A 70-year-old man with dyslipidemia and new-onset hypertension presented to the emergency room with nausea, fatigue, and confusion. His blood pressure was 148/87 mm Hg. Computed tomography (CT) without contrast was performed as part of the evaluation of his acute-onset altered mental status, and showed no acute intracranial abnormalities (Figure 1).
On presentation, noncontrast computed tomography (CT) was normal.
The patient was admitted to the hospital for observation. His blood pressure remained poorly controlled. On hospital day 4, he developed severe right occipital headache and blurred vision, and his blood pressure was noted to be 209/93 mm Hg. Repeat noncontrast CT showed hypodensities (vasogenic edema) in both occipital lobes (Figure 2), which, along with his symptoms, raised the suspicion of posterior reversible encephalopathy syndrome. The findings were confirmed on magnetic resonance imaging (MRI) (Figure 3).

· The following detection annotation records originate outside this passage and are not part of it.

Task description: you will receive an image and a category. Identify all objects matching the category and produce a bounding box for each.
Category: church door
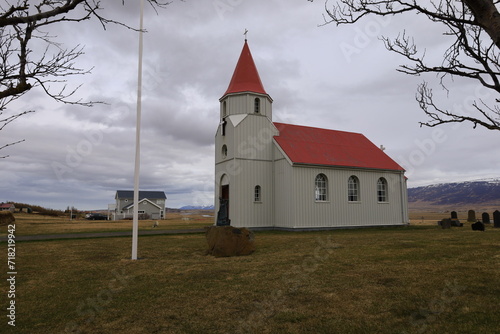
[220,184,229,217]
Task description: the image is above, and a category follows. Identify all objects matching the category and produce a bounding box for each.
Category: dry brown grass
[0,226,500,334]
[0,213,213,236]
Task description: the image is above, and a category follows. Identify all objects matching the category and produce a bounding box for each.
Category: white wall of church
[275,156,408,228]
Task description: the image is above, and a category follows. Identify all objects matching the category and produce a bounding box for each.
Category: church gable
[274,122,404,171]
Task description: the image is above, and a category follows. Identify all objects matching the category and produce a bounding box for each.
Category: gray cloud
[0,0,500,209]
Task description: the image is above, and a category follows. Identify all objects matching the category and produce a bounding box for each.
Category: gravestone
[493,210,500,228]
[441,218,451,229]
[205,226,255,257]
[471,220,484,231]
[467,210,476,223]
[0,211,16,226]
[216,198,231,226]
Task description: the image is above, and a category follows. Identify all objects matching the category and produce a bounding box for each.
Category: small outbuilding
[112,190,167,220]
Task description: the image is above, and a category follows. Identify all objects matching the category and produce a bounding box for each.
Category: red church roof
[223,40,267,96]
[274,123,404,171]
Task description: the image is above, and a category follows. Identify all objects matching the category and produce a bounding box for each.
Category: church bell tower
[215,39,278,227]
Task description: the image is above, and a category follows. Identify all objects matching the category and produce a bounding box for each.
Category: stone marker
[471,220,484,231]
[0,211,16,226]
[493,210,500,228]
[205,226,255,257]
[467,210,476,223]
[441,218,451,229]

On hospital day 4, repeat CT imaging showed areas of hypodensity in both occipital lobes (arrows), indicating vasogenic edema.
Magnetic resonance imaging on hospital day 4 noted hyperintensities on T2 (top) and diffusion-weighted images (bottom), confirming findings on tomography.
The patient’s symptoms were better the next day, after his blood pressure had been brought under control with intravenous hydralazine. On day 10, repeat noncontrast CT showed the vasogenic edema had nearly resolved (Figure 4), and his visual complaints had completely resolved.
On hospital day 10, the vasogenic edema had nearly resolved.
EPIDEMIOLOGY AND PATHOPHYSIOLOGY
Posterior reversible encephalopathy syndrome is a rare condition most often seen in hypertensive emergencies but also in sepsis, preeclampsia, eclampsia, and with the use of cytotoxic medications such as cyclosporine and tacrolimus.1 It is thought to occur secondary to derangement in cerebral autoregulation with subsequent hyperperfusion, resulting in endothelial damage and vasogenic edema.2 In a series of 70 patients admitted to the intensive care unit, 11 (16%) died within 90 days, but 33 (47%) had a good recovery.3
CLINICAL PRESENTATION AND TREATMENT
The diagnosis is often missed. The clinical presentation typically consists of headaches, visual disturbances, seizures, and altered mental status.4 Features most commonly observed on CT or MRI are edema or swelling in the parieto-occipital white matter. On MRI, the syndrome usually manifests as a T2 hyperintensity with normal diffusion-weighted imaging.
Clinical symptoms and radiologic findings can improve rapidly with management of blood pressure. Late diagnosis or inadequate therapy may contribute to long-term sequelae such as permanent neurologic disability or death from progressive cerebral edema and intracranial hemorrhage.5
TAKE-HOME POINTS
Posterior reversible encephalopathy syndrome is usually reversible, and many patients recover fully.
Clinical and radiologic manifestations resolve rapidly with blood pressure management.